Labor unions and private equity firms
The Steelworkers union has an investment banker working down the hall from its president. A Service Employees International Union organizer is becoming an expert on leveraged buyouts. The Machinists are loading up their research department with MBAs.
The embattled labor movement is learning to think like capitalists, but not by choice. As burgeoning private equity funds bought U.S. companies last year worth more than half a trillion dollars -- a tenfold increase in only three years -- unions are shoring up their diminished bargaining power to try to negotiate worker-friendly financial deals with these new masters of the universe. [WaPo]
It's great that unions are training their own financial wizards to broker more sophisticated deals on behalf of their membership.
Strategies are evolving as fast as the deals. The strongest unions have traded concessions for a share of eventual profits and for limits on how much money investors can take out of a business. Others have formed alliances with investors who honored labor commitments, becoming finders for potentially lucrative deals elsewhere. [...]

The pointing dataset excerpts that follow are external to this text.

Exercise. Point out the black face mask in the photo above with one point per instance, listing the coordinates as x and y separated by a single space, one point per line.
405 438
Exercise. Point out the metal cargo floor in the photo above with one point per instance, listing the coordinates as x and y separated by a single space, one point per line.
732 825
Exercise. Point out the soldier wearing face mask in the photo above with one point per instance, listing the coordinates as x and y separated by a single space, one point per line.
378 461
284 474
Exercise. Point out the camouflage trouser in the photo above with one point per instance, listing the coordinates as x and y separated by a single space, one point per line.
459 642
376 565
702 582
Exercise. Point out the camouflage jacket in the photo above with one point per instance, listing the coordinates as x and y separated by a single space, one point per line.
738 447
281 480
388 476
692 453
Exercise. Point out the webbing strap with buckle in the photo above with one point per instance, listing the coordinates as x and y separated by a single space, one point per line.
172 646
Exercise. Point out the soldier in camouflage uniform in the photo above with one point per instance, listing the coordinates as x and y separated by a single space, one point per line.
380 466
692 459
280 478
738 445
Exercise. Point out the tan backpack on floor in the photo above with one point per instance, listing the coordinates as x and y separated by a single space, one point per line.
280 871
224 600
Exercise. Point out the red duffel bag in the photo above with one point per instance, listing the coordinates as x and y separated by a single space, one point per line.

Other unions have adopted tactics as diverse as the industries they work in. The United Food and Commercial Workers union now routinely negotiates language requiring new grocery store owners to restore any initial wage concessions over the life of a contract. If investors cash out early, a poison-pill clause requires the new owners to make workers whole. The effect, according to UFCW research director Howie Forman, is to give the union leverage to force prospective buyers to the bargaining table. [WaPo]

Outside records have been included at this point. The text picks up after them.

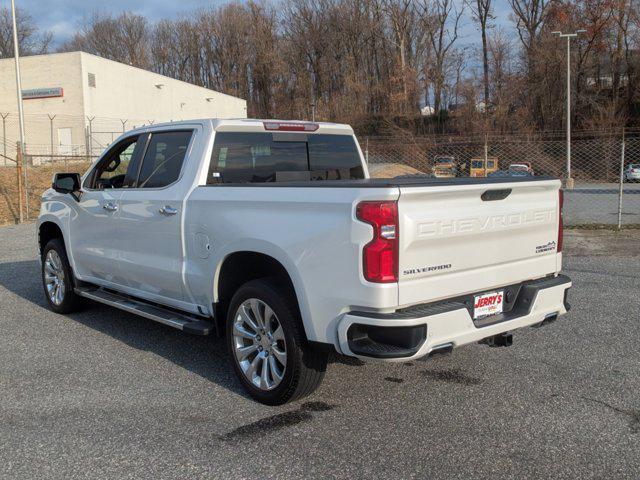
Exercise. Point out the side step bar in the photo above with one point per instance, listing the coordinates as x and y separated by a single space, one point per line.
157 313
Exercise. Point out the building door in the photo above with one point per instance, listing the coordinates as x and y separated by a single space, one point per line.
65 147
151 257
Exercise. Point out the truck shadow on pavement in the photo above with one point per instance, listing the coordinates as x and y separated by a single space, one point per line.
204 356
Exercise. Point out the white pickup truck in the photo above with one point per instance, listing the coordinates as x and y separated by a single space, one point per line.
271 234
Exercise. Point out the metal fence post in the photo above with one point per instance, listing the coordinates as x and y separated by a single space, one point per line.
4 135
90 119
621 182
19 173
366 152
51 133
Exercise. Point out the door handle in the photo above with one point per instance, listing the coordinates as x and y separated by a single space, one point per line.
168 210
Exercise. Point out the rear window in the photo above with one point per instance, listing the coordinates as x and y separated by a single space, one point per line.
240 157
163 159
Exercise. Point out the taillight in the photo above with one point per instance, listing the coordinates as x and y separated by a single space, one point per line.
380 255
560 220
291 126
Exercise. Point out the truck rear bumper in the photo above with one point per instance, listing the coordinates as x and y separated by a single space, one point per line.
419 331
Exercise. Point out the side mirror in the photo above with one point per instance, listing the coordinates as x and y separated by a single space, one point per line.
66 182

The article paints a pretty rosy picture. Intuitively, it seems like a good idea for unions to get involved in these high-level deals. The most important concessions for workers may be won in the board room, rather than on the picket line. Unions have already become sophisticated political actors, why not extend their reach in the financial sphere?
I'm sure there are many potential pitfalls and lots of devils in the details.
So, is the rapprochement between big labor and private equity good for the labor movement? Have at it, hivemind.